Crush Your Enemies Guide

CYE Multiplayer Guide for Crush Your Enemies

CYE Multiplayer Guide

Overview

This Crush Your Enemies Multiplayer Guide covers:-General Strategy-Map Specific Strategy-Macro-Micro-Unit Types

Introduction

Welcome enemy-crushers and seekers of audible female-lamentation!

First and foremost, the highest priority item:
Pressing the main menu button before the battle has ended will download a virus that will turn your beer non-alcoholic and your children into vegetarians. Mastering the skill of not pressing this button is the first step to CRUSHING YOUR ENEMIES!

Items

We’ll begin the general strategy section with items. If you don’t know what the items do and when to use them, you will lose every time to a person that does. There are five items offered in multiplayer:

We’ll cover the hut (2nd blue item) first, because it’s the most important. This recruits more men, like the simpleton hut, but does so much faster. In every map, you should start by deploying a hut on your highest stack (ideally 30+ men). Then, you should deploy your 2nd hut. The hut will train 30 men to 50, so if you have more than that, make sure you move some off the hut as it recruits to get full recruitment value. This recruitment boost has more value than nearly every other strategic option on the map. Start each game with it until you know better.

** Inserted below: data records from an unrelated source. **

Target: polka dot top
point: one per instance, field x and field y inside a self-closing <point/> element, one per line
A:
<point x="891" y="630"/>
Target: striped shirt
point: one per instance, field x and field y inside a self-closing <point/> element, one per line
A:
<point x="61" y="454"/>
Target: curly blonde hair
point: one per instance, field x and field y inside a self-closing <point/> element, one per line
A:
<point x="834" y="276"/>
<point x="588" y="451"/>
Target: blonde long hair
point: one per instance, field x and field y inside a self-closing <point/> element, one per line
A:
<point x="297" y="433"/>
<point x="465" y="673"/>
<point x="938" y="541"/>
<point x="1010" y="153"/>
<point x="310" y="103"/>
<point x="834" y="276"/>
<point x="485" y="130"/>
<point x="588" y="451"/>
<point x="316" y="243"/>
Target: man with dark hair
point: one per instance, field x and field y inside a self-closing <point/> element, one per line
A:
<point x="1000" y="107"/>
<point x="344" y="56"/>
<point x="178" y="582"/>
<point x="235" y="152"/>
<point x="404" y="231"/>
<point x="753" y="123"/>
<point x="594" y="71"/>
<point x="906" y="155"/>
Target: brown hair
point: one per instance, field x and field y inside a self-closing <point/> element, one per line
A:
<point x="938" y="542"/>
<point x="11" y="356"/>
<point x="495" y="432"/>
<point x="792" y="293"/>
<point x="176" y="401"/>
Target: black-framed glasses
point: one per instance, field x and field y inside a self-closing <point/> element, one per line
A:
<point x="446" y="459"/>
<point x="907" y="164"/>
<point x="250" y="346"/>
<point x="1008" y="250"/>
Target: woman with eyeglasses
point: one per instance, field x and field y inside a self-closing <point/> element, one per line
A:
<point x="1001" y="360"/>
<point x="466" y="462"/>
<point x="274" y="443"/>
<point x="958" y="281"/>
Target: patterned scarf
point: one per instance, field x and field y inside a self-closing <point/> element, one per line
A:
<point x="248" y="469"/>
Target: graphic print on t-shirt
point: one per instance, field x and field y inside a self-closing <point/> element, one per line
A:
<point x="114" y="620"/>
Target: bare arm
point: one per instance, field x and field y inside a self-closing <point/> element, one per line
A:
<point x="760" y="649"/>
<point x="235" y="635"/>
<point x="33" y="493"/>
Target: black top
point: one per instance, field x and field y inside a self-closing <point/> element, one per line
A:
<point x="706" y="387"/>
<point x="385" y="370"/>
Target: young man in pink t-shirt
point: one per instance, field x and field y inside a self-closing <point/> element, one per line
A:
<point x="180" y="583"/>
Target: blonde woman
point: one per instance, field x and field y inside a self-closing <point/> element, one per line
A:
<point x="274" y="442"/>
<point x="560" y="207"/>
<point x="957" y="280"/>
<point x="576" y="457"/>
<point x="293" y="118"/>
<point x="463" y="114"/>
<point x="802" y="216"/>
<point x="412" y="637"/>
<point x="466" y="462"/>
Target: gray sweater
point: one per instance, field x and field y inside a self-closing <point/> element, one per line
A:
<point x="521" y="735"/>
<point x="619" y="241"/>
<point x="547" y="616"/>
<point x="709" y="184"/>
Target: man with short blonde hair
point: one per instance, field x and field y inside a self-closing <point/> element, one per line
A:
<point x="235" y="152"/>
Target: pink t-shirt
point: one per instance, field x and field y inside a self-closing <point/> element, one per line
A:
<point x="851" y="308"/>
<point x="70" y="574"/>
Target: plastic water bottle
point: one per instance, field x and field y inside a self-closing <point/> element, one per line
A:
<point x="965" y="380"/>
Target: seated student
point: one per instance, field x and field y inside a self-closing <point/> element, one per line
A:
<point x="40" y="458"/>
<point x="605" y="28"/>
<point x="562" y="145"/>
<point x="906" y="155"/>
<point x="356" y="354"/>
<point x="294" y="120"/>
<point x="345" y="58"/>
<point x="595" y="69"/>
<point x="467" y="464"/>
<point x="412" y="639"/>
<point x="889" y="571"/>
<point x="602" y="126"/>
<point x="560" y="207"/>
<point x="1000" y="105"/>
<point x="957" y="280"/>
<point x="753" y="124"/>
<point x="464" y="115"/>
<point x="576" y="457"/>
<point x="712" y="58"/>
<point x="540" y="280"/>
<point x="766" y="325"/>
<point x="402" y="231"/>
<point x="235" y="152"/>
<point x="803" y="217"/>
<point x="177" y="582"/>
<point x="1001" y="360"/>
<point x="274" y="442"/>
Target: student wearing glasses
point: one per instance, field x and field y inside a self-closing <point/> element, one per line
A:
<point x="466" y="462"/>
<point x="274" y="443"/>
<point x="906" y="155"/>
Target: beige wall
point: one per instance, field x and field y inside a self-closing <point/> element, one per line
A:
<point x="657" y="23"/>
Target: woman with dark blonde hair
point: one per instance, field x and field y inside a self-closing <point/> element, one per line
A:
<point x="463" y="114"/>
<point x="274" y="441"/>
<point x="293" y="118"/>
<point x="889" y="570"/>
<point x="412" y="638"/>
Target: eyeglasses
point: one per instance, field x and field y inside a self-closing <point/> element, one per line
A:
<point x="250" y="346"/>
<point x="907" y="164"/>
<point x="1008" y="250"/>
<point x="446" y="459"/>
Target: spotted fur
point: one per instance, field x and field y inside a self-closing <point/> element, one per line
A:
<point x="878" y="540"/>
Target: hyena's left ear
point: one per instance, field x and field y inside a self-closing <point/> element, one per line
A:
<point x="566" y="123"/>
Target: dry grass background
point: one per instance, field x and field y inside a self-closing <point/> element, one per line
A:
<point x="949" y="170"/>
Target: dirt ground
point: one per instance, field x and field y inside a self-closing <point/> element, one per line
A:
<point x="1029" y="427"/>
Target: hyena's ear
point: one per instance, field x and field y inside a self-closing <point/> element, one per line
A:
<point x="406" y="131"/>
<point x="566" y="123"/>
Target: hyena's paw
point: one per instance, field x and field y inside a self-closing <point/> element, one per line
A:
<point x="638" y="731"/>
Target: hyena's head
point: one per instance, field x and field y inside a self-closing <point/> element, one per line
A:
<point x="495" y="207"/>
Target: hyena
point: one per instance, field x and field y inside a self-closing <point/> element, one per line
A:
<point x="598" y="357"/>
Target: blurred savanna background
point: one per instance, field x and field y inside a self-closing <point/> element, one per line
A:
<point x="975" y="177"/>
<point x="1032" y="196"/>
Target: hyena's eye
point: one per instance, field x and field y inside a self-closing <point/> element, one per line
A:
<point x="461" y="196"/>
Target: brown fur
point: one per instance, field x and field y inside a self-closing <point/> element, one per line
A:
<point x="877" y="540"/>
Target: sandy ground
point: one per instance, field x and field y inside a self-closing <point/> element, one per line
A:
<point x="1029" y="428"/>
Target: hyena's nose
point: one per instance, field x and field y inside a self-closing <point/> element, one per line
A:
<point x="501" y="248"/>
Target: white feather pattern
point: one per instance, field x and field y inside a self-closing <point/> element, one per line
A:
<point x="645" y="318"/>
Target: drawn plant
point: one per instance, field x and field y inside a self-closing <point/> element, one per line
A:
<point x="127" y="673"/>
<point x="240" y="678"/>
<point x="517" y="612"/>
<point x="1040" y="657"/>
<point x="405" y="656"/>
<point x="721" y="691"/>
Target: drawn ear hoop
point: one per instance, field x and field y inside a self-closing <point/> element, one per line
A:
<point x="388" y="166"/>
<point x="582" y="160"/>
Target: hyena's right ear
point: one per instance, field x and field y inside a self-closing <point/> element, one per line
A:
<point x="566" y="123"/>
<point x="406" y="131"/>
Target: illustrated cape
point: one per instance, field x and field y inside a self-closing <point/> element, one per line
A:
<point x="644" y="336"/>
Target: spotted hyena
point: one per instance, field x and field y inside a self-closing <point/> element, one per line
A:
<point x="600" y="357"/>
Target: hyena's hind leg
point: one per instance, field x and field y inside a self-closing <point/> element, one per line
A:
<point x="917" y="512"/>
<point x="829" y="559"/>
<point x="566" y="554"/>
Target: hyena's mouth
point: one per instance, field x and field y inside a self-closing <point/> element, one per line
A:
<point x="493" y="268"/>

Now let’s return to the first blue item, the inflatable. It has several unique uses, making it much more versatile than it first appears.
1) Destroying an enemy building –

If placed on an empty enemy building, it will slowly capture the square for you, disabling the building. While you are still learning the strategy for multiplayer, start the match by deploying one inflatable on an enemy building, far from their units. You will likely waste some of their time dealing with it or disable a building they might need later.

2) Capturing an enemy square –

This helps you path through their territory without having to capture, or slows their reinforcing troops. Use it on a chokepoint to buy time.

3) Stop archers from pinning down your troops. Drop the inflatable just as your troops enter enemy archer range, and it should buy you enough time to conquer the square and move on top of the archers.

4) Stop a hut from recruiting. This loses effectiveness the larger the enemy stack is. I would say only do this if the stack is below 25 and they are recruiting from a hut.

5) Stop an army from engaging your archers/tower, or stop a tower from firing at your army. This should give you enough time to launch the 4 volleys from your archers and back up.

The third blue item is the berserker potion. It increases attack power in combat, so use it when you have high troop counts, even if it would be a winning battle anyway. While you’re just getting used to using items, you should use this on your first two battles with more than 15 troops in them.

The first red item is the smoke bomb. You can place this only on your territory. I’ll add more on this when I discover its affect in battle.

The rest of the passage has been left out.